R/estimation.R

Defines functions estimate_real_valued_mu estimate_ps estimate_nu estimate_mu

Documented in estimate_mu estimate_nu estimate_ps estimate_real_valued_mu

#' Estimate mu 
#'
#' This function trains conditional mean of primary outcome models for treated and control groups 
#' using `SuperLearner`, applying cross-validation to compute out-of-fold estimates.
#'
#' @param Y A numeric vector or matrix of length n representing primary outcomes (in `[0,1]`).
#' @param A A binary vector or matrix of length n indicating treatment assignment (0 or 1).
#' @param X A matrix or data frame of covariates of size n x d (input data in `[0,1]`).
#' @param folds A list of cross-validation folds (e.g., a list of indices for each fold). 
#' @param SL.library Vector of libraries for training SuperLearner (c("SL.glm", "SL.mean") by default).
#' @param V Number of folds inside the SuperLearner (2L by default).
#' @param threshold A numeric scalar that sets the minimum allowed value for upper and lower bound estimations (1e-2 by default).
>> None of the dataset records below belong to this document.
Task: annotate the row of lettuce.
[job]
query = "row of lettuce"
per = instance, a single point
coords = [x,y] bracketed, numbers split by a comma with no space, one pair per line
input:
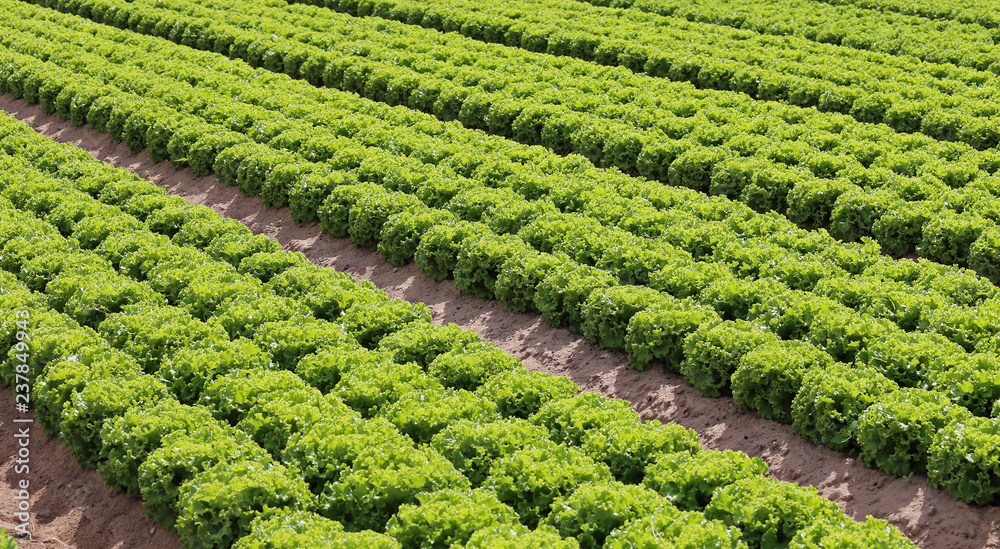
[606,285]
[855,27]
[978,12]
[862,84]
[254,400]
[297,159]
[911,194]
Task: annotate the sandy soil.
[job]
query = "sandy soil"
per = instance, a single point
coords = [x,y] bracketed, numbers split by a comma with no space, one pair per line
[929,516]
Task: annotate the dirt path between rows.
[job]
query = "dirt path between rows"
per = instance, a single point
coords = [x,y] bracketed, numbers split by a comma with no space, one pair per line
[929,516]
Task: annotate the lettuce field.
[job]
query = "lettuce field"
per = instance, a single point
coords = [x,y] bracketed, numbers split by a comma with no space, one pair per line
[792,205]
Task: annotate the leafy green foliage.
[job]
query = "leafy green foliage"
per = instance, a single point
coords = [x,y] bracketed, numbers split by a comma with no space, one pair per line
[287,341]
[896,431]
[521,393]
[685,529]
[531,480]
[607,312]
[569,420]
[831,400]
[217,506]
[519,537]
[424,343]
[369,323]
[103,398]
[658,333]
[770,513]
[448,518]
[714,351]
[293,529]
[472,447]
[370,386]
[151,334]
[383,479]
[594,510]
[130,438]
[689,479]
[471,366]
[962,458]
[191,368]
[561,295]
[770,376]
[422,413]
[629,448]
[180,458]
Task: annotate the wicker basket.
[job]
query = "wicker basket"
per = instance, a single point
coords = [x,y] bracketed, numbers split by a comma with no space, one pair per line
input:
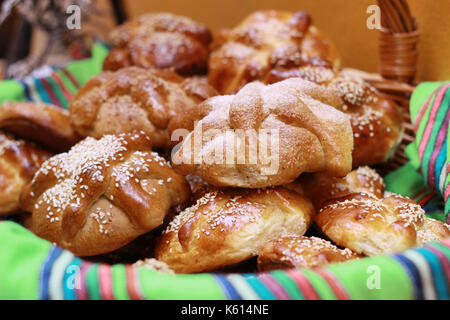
[398,40]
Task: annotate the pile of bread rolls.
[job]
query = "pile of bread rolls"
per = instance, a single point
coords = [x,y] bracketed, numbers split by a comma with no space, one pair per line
[114,176]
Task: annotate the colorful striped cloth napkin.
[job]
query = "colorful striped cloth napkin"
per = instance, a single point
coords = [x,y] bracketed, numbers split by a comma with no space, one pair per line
[33,268]
[428,172]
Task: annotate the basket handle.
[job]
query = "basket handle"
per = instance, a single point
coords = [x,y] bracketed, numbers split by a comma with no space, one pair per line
[398,40]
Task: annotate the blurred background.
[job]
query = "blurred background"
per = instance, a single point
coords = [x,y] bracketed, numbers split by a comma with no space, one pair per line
[343,20]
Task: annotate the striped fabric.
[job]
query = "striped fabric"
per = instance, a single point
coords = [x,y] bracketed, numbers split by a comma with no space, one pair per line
[420,273]
[428,172]
[430,110]
[54,85]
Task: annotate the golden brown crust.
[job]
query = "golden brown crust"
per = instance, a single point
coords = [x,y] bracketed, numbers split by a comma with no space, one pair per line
[371,226]
[226,227]
[376,121]
[102,194]
[301,252]
[320,187]
[160,40]
[47,125]
[291,120]
[263,41]
[135,99]
[19,160]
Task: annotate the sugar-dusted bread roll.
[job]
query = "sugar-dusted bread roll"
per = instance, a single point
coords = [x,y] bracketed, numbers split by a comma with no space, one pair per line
[135,99]
[19,160]
[320,187]
[265,40]
[46,125]
[376,120]
[370,225]
[102,194]
[266,135]
[161,40]
[229,226]
[300,252]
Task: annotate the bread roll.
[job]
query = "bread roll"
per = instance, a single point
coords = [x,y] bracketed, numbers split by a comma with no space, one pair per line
[19,160]
[265,40]
[320,187]
[369,225]
[266,136]
[229,226]
[161,40]
[47,125]
[300,252]
[135,99]
[102,194]
[376,120]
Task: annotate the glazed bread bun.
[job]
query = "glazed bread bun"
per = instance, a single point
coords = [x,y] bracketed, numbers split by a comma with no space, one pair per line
[263,41]
[229,226]
[153,264]
[47,125]
[161,40]
[19,160]
[370,226]
[102,194]
[320,187]
[266,136]
[432,230]
[300,252]
[135,99]
[376,121]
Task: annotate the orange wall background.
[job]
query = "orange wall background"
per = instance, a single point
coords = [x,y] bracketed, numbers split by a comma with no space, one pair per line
[343,20]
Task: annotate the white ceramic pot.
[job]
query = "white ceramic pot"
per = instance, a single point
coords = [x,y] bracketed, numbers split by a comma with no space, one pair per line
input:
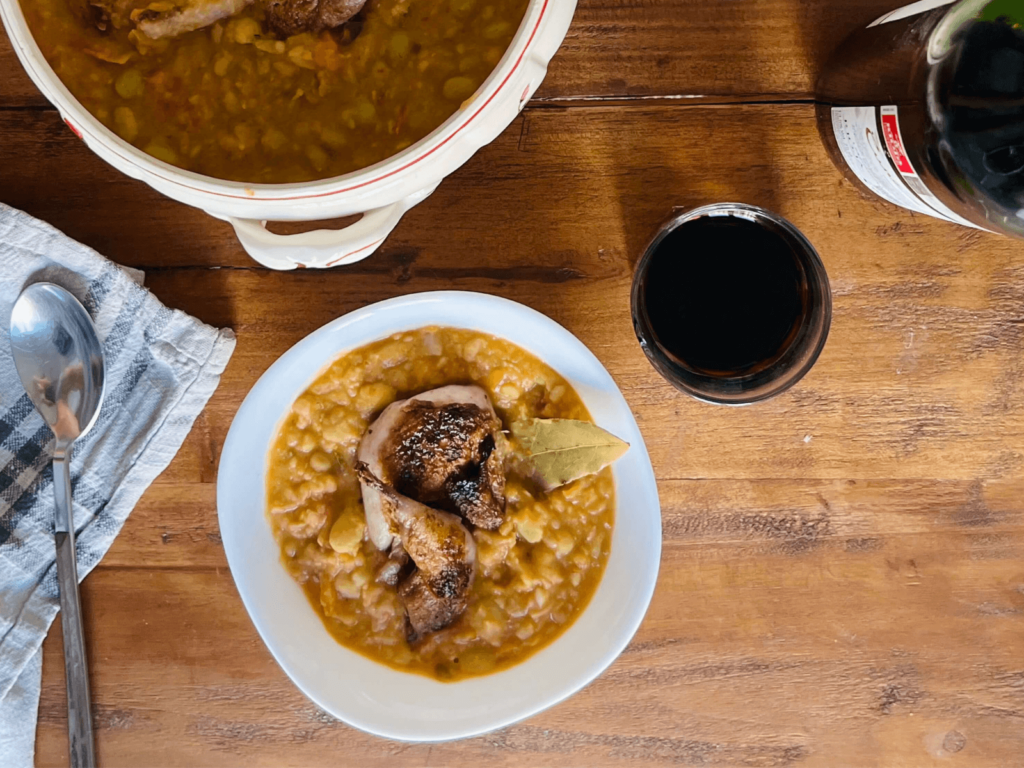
[382,193]
[368,694]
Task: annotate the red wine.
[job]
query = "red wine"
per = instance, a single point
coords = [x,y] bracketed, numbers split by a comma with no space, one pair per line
[925,108]
[724,295]
[731,303]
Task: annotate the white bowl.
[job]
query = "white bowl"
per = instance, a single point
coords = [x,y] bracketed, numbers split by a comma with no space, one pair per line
[370,695]
[382,193]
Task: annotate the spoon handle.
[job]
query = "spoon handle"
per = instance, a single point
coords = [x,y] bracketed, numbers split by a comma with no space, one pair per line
[79,709]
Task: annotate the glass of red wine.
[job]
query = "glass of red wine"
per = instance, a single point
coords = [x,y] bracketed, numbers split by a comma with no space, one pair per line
[731,303]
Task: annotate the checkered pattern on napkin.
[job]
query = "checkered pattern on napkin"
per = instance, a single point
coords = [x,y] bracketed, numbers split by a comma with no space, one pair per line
[161,368]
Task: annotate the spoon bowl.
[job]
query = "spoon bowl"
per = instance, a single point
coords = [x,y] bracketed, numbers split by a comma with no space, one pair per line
[58,358]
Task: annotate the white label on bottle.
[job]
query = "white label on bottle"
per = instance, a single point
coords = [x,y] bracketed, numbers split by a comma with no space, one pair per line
[897,153]
[857,135]
[922,6]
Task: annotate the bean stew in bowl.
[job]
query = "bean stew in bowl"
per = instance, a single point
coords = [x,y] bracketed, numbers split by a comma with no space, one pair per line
[272,91]
[439,514]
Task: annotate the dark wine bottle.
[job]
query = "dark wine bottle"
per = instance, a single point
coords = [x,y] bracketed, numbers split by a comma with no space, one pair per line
[925,108]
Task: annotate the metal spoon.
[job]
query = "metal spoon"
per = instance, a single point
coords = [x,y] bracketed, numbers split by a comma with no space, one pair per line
[60,363]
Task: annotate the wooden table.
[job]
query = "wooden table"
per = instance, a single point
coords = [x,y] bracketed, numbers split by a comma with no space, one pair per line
[842,582]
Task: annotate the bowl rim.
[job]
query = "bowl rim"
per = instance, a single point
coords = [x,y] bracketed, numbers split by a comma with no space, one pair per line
[88,128]
[377,322]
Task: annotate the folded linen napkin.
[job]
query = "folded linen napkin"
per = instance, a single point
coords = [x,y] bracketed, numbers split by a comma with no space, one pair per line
[162,367]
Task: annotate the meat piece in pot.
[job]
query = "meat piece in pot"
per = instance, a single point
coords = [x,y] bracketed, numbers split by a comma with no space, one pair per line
[287,17]
[438,448]
[436,593]
[170,18]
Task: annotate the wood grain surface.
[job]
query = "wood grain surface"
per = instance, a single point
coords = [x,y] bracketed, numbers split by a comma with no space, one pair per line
[842,579]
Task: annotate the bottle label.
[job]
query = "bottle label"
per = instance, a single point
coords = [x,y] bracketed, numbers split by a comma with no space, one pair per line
[922,6]
[889,174]
[897,152]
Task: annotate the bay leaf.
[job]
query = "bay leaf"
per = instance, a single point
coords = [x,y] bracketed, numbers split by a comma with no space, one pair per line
[563,450]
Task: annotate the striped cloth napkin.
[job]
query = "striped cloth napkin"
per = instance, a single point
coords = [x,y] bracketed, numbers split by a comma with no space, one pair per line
[162,367]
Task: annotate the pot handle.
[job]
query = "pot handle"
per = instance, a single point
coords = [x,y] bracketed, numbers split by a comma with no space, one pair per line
[323,248]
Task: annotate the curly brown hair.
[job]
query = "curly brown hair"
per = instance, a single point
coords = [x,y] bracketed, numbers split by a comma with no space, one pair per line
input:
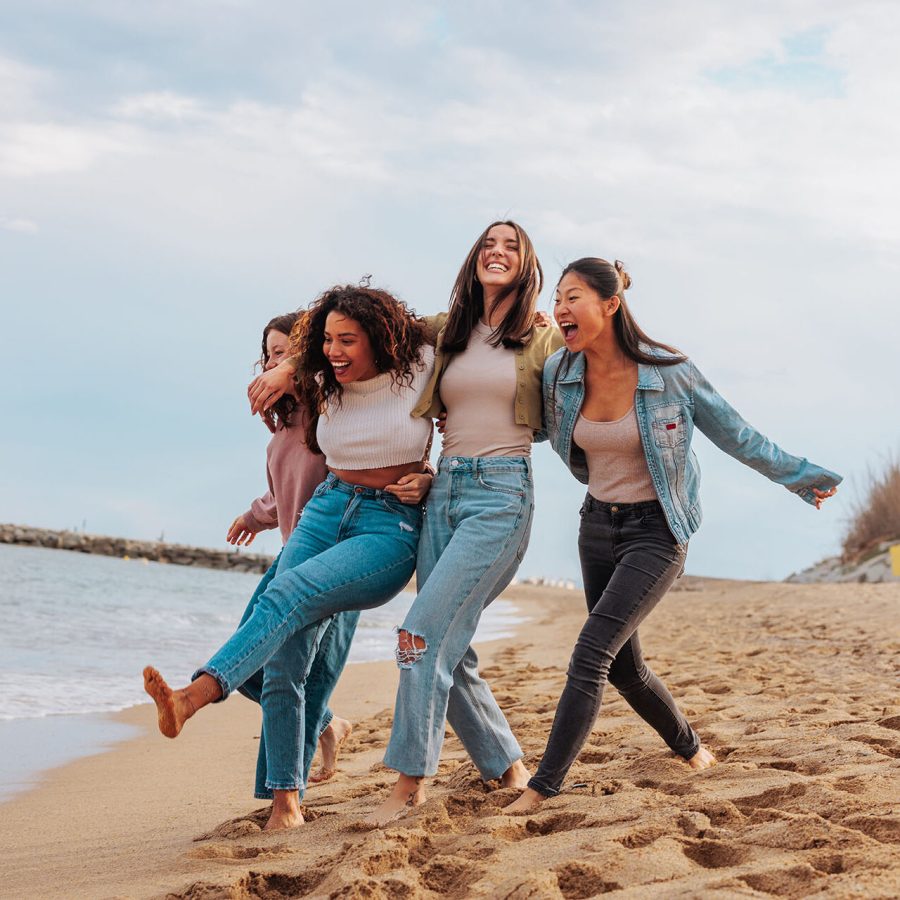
[395,332]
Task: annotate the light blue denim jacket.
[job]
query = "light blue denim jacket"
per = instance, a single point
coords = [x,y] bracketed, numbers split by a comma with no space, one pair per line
[669,402]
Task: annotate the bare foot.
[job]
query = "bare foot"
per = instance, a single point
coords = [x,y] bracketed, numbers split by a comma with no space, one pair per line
[330,741]
[515,776]
[529,801]
[702,759]
[285,812]
[173,708]
[408,793]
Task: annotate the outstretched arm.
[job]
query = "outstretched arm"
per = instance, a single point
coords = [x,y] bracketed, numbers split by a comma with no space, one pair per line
[730,432]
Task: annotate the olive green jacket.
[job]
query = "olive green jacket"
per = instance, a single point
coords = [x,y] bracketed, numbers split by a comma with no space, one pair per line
[545,341]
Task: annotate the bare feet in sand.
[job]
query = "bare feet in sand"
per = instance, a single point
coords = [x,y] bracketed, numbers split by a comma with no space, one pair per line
[408,793]
[173,708]
[330,741]
[702,759]
[285,812]
[515,776]
[529,801]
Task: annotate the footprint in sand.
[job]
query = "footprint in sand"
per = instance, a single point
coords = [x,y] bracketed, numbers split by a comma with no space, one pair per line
[579,879]
[238,853]
[715,854]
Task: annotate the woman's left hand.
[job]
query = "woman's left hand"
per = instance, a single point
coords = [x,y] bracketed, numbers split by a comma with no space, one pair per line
[411,489]
[822,496]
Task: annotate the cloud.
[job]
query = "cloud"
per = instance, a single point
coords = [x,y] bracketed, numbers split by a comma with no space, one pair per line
[22,226]
[203,173]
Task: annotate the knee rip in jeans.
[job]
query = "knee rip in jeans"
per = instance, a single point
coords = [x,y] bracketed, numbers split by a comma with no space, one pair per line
[410,648]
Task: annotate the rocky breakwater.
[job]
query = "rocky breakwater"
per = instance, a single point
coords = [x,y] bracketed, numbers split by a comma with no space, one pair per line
[154,551]
[874,567]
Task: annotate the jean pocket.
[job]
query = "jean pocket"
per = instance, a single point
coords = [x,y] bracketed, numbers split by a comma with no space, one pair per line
[322,488]
[503,482]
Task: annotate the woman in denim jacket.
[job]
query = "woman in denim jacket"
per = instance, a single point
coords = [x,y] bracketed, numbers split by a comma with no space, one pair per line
[620,409]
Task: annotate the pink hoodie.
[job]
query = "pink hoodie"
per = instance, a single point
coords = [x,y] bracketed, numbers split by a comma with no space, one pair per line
[293,472]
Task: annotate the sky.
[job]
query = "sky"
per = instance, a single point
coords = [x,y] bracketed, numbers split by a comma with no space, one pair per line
[172,175]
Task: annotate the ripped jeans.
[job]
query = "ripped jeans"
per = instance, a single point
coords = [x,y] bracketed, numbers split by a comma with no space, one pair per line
[354,548]
[476,530]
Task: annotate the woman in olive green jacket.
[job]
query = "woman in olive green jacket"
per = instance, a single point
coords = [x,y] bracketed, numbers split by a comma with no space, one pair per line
[489,360]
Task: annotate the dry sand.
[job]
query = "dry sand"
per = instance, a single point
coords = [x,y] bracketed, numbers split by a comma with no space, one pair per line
[793,686]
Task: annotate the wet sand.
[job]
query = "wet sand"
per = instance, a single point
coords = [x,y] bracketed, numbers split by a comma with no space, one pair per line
[793,686]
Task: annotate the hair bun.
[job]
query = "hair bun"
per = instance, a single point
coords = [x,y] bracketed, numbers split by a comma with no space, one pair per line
[624,277]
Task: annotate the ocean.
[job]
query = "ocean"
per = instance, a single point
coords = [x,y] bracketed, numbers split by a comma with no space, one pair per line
[78,630]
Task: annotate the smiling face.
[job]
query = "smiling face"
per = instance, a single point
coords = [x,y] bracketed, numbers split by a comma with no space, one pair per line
[499,262]
[348,348]
[277,348]
[581,313]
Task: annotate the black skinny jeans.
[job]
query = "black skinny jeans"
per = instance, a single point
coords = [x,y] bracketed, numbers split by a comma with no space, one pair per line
[629,559]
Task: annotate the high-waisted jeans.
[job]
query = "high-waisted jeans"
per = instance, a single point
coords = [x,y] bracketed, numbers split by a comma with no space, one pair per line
[476,531]
[629,559]
[333,647]
[354,548]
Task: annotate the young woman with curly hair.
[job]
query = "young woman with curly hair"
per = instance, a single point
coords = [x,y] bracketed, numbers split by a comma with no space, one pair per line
[486,386]
[621,410]
[293,472]
[363,362]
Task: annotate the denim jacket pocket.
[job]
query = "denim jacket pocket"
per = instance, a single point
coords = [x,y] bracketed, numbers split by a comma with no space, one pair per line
[669,430]
[503,482]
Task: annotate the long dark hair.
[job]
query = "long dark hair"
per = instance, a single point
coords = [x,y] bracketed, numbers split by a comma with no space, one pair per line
[467,297]
[395,333]
[611,280]
[286,405]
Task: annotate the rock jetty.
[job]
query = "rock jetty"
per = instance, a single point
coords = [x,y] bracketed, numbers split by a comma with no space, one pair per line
[155,551]
[874,567]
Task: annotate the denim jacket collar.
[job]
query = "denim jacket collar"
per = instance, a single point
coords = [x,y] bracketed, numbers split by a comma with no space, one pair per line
[649,377]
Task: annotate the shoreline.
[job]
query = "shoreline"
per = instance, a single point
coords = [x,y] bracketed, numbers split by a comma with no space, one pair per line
[56,739]
[234,560]
[792,685]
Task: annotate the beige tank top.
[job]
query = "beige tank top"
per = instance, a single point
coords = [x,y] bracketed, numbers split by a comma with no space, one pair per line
[617,466]
[478,389]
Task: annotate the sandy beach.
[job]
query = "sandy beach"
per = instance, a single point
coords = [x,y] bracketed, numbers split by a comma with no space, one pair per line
[793,686]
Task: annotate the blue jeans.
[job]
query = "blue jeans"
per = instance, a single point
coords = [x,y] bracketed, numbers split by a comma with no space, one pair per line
[330,658]
[475,535]
[354,548]
[629,559]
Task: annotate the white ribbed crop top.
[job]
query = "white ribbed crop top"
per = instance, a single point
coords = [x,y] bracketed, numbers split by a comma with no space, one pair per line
[371,427]
[617,466]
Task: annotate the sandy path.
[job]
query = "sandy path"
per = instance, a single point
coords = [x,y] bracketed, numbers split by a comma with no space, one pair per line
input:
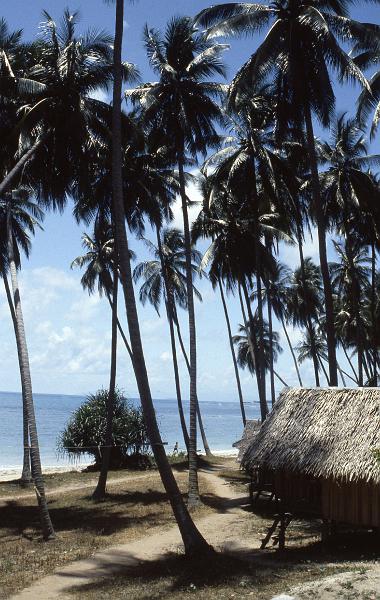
[217,528]
[72,487]
[360,584]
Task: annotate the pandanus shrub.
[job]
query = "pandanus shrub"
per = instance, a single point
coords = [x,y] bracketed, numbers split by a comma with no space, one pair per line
[85,431]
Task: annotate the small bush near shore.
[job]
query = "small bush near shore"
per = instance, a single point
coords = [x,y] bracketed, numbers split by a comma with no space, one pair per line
[85,432]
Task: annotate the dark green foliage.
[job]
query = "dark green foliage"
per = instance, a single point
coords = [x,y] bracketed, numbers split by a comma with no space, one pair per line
[85,431]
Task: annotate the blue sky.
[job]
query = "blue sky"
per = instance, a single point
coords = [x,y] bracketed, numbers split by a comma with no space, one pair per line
[68,332]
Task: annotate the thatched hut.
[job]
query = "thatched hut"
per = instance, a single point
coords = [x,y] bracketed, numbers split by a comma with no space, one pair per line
[251,429]
[317,449]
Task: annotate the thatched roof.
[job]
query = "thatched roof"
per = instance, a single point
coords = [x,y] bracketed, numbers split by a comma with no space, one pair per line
[321,432]
[251,429]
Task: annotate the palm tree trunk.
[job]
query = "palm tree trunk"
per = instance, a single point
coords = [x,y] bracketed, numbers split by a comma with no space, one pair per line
[280,378]
[356,306]
[199,414]
[100,490]
[341,375]
[177,380]
[309,325]
[254,353]
[194,498]
[193,541]
[321,226]
[323,368]
[291,350]
[261,356]
[8,179]
[238,384]
[271,361]
[169,303]
[350,363]
[26,475]
[373,311]
[22,351]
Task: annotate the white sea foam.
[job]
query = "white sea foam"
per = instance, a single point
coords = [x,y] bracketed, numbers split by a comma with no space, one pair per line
[12,473]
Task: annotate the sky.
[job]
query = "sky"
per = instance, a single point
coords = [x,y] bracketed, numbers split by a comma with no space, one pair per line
[68,331]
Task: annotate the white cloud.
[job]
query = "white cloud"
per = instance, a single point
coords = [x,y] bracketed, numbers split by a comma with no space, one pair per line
[86,308]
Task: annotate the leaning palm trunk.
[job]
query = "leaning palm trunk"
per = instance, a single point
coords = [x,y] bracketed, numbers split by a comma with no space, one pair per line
[169,303]
[26,475]
[253,347]
[309,325]
[22,351]
[193,541]
[356,305]
[193,461]
[291,350]
[350,362]
[19,166]
[271,365]
[100,490]
[321,226]
[199,415]
[373,312]
[261,356]
[238,384]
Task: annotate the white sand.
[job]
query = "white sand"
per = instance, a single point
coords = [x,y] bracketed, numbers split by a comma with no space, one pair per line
[12,473]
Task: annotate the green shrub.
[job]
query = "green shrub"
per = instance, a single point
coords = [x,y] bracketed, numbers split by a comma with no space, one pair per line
[85,431]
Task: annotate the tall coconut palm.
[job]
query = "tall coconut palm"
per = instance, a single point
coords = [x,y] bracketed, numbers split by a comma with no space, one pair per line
[350,276]
[304,304]
[308,350]
[348,192]
[165,278]
[102,271]
[234,361]
[59,118]
[367,54]
[19,217]
[181,107]
[244,355]
[193,541]
[277,291]
[303,38]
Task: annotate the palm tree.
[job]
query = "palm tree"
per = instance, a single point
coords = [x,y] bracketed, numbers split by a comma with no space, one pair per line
[307,350]
[367,55]
[303,38]
[102,271]
[348,192]
[244,356]
[304,304]
[181,107]
[165,278]
[277,292]
[19,217]
[193,540]
[59,118]
[350,276]
[234,361]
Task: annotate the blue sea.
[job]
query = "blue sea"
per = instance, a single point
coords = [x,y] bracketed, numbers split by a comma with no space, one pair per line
[222,421]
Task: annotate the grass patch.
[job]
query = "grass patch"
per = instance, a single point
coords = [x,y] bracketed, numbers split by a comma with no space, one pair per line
[82,526]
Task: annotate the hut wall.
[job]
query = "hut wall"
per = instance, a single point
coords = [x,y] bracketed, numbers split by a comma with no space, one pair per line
[354,503]
[351,503]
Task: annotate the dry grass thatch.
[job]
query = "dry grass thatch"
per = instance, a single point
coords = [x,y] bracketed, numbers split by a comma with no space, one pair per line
[251,429]
[321,432]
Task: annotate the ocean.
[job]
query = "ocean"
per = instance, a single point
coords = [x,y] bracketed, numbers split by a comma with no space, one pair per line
[222,422]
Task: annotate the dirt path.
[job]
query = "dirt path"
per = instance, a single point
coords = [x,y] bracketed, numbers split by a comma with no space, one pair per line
[217,528]
[72,487]
[220,530]
[362,584]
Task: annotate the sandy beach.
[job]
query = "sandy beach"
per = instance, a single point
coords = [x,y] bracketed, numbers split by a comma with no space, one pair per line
[10,474]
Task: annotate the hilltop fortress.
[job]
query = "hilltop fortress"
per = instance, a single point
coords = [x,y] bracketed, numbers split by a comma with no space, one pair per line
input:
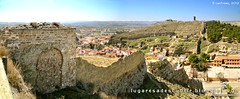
[45,53]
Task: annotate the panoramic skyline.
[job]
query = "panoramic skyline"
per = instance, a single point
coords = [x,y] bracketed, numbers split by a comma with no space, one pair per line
[117,10]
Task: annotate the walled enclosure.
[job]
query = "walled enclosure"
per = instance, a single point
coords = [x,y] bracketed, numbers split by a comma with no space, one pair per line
[118,78]
[45,53]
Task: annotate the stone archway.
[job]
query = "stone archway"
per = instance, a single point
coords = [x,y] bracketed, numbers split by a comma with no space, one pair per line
[49,70]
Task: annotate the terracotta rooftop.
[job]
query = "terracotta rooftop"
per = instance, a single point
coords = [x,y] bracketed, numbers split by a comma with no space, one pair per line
[227,57]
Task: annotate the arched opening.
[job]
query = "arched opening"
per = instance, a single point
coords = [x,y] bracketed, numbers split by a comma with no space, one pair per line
[49,70]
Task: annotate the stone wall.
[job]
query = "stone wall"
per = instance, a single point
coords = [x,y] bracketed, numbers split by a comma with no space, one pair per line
[45,53]
[118,78]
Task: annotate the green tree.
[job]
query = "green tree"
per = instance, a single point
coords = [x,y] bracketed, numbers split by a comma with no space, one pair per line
[204,57]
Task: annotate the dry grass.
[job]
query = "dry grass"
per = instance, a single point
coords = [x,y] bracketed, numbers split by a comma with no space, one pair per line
[100,60]
[3,51]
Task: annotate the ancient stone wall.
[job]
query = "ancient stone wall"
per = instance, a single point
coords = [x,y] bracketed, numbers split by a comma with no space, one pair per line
[118,78]
[45,53]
Constrains estimation to `[threshold, 1 - threshold]`.
#' @return A fold-specific function predicting primary outcome (Y) given treatment (A) and covariates (X)
#' @export
estimate_mu <- function(Y, A, X, folds, SL.library = c("SL.glm", "SL.mean"), V = 2L, threshold = 1e-2) {
  if (!(threshold<5*1e-2 & threshold>0)) {
    msg_threshold <- paste("Threshold:", threshold, "is not small enough or not positive")
    warning(msg_threshold)
  }
  if (!(V<5 & V>1)) {
    msg_folds <- paste("Number of folds:",V, "is either smaller than 1 or greater than 10")
    warning(msg_folds)
  }
  if (missing(SL.library)) {
    SL.library <- c("SL.mean", "SL.glm")
  }
  if (!is.data.frame(X)){
    X <- as.data.frame(X)
  }
  cvControl <- SuperLearner::SuperLearner.CV.control(V = V)
  method <- "method.NNLS"
  n <- nrow(X)
  objects <- vector("list", length(folds))
  for (ff in c(1,3)) {
    train_indices <- folds[[ff]]
    objects[[ff]] <- SuperLearner::SuperLearner(Y[train_indices],
                                                data.frame(X, A = A)[train_indices, , drop = FALSE],
                                                SL.library = SL.library,
                                                family = stats::gaussian(),
                                                cvControl = cvControl, method = method)
  }
  mu <- function(a, x, ff) {
    if (length(a) != nrow(x)) stop("Length of 'a' must match number of rows in 'x'")
    out <- rep(NA, length(a))
    out <- stats::predict(objects[[ff]],newdata = data.frame(x,A=a))$pred
    out <- pmax(threshold, pmin(1 - threshold, out))
    return(out)
  }
  
  return(mu)
}

#' Estimate nu 
#'
#' This function trains conditional mean of adverse event outcome models for treated and control groups 
#' using `SuperLearner`, applying cross-validation to compute out-of-fold estimates.
#'
#' @param Xi A numeric vector or matrix of adverse events outcomes.
#' @param A A binary vector or matrix of length n indicating treatment assignment (0 or 1).
#' @param X A matrix or data frame of covariates of size n x d (input data in `[0,1]`).
#' @param folds A list of cross-validation folds (e.g., a list of indices for each fold).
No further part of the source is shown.